Tensor category describing anyons in the quantum Hall effect and quantization of conductance
Sven Bachmann, Matthew Corbelli, Martin Fraas, Yoshiko Ogata
TL;DR
This work proves that Hall conductance κ in an infinite-plane quantum Hall setting is rational whenever the low-energy excitation content forms a finite braided C*-tensor category 𝓜 of anyons. By constructing a U(1)–symmetric framework and a current observable J, the authors connect κ to the braiding statistics via θ(ρ,ρ) = e^{-{i} (2π)^2 κ} for a simple object ρ in 𝓜. The paper then shows that if 𝓜 has finitely many simple objects, there exists p such that 2π κ ∈ ℤ/p, i.e., κ is rational; this extends prior finite-volume and invertible-state results to the infinite-plane setting without Local Topological Quantum Order (LTQO) assumptions.
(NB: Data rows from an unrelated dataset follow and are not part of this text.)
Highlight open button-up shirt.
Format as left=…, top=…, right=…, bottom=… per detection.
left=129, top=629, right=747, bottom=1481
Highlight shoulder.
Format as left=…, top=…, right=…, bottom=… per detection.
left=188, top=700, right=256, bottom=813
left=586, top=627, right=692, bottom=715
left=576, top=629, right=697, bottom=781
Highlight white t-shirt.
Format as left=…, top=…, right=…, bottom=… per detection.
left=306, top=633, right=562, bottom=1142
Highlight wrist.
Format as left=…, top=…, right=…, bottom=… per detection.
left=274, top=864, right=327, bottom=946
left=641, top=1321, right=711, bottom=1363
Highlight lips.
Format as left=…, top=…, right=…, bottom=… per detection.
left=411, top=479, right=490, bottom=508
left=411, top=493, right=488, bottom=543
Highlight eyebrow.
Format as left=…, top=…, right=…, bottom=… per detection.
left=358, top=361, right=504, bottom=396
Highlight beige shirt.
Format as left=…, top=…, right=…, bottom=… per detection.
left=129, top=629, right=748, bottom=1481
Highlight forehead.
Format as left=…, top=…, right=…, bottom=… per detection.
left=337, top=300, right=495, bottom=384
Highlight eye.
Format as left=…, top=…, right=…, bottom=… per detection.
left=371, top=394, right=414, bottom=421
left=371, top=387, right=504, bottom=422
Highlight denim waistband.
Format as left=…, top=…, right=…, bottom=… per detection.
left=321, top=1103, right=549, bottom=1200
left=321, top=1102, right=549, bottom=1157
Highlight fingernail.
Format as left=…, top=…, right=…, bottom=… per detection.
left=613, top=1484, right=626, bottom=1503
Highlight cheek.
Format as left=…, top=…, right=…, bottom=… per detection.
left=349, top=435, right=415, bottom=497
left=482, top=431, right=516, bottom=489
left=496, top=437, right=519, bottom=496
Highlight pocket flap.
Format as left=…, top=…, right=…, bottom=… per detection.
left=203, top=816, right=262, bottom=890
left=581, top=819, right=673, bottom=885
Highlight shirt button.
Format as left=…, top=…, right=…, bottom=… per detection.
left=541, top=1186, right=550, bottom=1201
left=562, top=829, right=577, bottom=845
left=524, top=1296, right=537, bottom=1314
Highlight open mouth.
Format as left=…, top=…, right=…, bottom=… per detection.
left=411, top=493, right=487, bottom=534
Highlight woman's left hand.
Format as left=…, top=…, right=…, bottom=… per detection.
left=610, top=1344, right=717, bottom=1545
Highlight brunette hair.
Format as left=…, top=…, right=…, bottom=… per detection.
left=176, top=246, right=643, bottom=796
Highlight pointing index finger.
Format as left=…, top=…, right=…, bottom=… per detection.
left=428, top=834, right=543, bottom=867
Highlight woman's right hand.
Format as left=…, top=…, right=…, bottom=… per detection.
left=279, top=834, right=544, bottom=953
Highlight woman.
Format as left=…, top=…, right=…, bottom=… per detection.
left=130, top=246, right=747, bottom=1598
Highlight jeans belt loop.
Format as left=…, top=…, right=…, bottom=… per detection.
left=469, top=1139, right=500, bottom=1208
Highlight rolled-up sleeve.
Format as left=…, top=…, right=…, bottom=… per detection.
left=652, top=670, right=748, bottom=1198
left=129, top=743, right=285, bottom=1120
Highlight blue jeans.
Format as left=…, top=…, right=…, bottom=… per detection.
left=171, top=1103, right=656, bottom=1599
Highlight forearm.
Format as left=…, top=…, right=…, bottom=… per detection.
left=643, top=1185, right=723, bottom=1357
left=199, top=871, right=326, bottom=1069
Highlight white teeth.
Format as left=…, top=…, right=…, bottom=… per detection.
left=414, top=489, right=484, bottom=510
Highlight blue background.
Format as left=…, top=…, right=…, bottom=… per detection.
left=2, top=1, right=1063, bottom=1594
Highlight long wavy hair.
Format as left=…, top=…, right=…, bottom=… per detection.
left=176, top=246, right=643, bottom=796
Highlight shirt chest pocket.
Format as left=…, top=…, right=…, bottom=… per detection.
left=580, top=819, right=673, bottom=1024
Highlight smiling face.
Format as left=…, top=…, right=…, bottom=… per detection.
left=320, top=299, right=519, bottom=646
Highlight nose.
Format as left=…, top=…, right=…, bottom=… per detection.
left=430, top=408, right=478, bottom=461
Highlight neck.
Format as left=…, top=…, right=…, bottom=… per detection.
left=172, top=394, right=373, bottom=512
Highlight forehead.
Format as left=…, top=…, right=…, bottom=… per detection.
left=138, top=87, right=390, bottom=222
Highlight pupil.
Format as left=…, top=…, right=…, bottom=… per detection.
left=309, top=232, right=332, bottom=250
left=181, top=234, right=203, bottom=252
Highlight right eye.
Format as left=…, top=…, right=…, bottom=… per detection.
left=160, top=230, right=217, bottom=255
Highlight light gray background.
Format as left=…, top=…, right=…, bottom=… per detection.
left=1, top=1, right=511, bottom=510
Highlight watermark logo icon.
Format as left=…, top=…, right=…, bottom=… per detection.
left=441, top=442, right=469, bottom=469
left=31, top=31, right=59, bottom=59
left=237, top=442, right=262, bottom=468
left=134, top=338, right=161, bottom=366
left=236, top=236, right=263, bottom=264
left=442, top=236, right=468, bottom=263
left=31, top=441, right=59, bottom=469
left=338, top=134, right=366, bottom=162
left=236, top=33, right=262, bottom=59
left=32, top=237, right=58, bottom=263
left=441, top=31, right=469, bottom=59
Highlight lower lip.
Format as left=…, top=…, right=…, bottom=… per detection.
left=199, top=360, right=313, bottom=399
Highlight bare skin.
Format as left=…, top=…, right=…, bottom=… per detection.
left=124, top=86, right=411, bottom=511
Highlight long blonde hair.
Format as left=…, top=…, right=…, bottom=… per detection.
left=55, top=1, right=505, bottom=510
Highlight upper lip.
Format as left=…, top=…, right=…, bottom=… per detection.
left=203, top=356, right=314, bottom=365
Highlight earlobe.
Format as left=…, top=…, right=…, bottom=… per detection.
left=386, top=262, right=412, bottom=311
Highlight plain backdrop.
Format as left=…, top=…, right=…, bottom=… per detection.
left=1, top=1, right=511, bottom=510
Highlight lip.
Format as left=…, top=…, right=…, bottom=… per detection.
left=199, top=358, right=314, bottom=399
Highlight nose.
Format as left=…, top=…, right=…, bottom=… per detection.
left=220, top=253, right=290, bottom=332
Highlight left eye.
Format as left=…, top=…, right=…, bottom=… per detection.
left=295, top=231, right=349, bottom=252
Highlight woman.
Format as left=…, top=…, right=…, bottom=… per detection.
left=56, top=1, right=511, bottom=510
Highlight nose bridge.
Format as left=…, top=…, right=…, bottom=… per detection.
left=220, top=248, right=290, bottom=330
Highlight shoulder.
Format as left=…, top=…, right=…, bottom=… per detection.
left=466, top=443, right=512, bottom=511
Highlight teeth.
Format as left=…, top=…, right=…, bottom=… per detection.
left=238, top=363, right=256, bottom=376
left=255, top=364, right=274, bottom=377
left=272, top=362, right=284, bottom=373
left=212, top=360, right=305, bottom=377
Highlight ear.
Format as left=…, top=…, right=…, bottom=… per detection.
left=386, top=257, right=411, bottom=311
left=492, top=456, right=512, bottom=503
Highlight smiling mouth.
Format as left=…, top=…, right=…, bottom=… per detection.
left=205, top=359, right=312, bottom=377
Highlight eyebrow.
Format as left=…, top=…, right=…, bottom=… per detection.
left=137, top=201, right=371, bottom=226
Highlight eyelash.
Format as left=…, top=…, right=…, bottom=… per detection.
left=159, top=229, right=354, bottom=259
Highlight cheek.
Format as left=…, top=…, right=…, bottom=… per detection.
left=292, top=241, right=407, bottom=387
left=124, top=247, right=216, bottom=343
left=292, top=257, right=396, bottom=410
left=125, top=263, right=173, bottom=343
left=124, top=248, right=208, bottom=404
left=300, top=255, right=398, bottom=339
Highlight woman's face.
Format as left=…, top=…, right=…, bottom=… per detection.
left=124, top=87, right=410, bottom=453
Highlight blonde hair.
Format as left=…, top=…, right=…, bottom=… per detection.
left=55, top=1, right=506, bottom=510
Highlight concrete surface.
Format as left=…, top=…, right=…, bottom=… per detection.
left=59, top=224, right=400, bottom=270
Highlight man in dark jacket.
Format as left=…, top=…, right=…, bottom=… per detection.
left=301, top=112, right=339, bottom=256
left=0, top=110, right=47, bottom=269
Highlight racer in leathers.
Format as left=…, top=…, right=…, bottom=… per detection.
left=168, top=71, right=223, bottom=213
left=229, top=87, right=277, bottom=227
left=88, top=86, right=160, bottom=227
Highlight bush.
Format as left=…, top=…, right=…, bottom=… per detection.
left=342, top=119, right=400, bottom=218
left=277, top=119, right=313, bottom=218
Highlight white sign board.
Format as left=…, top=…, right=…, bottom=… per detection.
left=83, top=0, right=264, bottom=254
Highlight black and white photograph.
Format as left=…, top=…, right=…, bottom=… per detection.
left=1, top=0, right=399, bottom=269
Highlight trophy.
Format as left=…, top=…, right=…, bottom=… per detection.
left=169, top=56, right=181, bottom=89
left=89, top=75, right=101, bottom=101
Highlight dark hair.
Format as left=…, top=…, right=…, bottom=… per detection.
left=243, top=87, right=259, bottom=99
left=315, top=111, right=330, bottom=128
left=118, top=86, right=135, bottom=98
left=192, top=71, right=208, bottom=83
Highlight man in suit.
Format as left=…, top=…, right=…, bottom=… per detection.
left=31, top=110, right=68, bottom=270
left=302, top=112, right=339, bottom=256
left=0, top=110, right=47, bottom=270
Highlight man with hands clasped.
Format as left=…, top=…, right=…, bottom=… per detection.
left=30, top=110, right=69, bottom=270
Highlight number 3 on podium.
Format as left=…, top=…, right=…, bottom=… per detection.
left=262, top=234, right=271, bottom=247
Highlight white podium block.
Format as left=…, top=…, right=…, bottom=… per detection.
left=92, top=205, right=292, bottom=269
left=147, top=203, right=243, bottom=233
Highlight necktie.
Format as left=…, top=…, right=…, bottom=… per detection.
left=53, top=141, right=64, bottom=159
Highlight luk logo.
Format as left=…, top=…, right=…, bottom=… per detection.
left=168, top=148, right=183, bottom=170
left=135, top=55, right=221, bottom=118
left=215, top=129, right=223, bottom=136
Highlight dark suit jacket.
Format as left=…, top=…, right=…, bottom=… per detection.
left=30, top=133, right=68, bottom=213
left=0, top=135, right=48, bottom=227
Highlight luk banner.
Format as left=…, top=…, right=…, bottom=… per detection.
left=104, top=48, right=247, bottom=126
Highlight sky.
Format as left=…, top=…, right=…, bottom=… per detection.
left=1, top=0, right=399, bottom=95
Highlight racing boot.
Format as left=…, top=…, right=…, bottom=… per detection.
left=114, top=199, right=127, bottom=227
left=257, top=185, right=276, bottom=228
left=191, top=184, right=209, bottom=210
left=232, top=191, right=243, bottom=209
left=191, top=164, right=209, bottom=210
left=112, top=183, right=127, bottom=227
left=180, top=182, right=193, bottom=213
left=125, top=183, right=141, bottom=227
The approach relies on the Doplicher–Haag–Roberts (DHR) framework for superselection sectors adapted to lattice systems and yields a uniform, category-theoretic perspective on the interplay between macroscopic transport and microscopic anyon statistics, with potential implications for understanding fractional quantum Hall signals in realistic models.
Abstract
In this study, we examine the quantization of Hall conductance in an infinite plane geometry. We consider a microscopic charge-conserving system with a pure, gapped infinite-volume ground state. While Hall conductance is well-defined in this scenario, existing proofs of its quantization have relied on assumptions of either weak interactions, or properties of finite volume ground state spaces, or invertibility. Here, we assume that the conditions necessary to construct the braided $C^*$-tensor category which describes anyonic excitations are satisfied, and we demonstrate that the Hall conductance is rational if the tensor category is finite.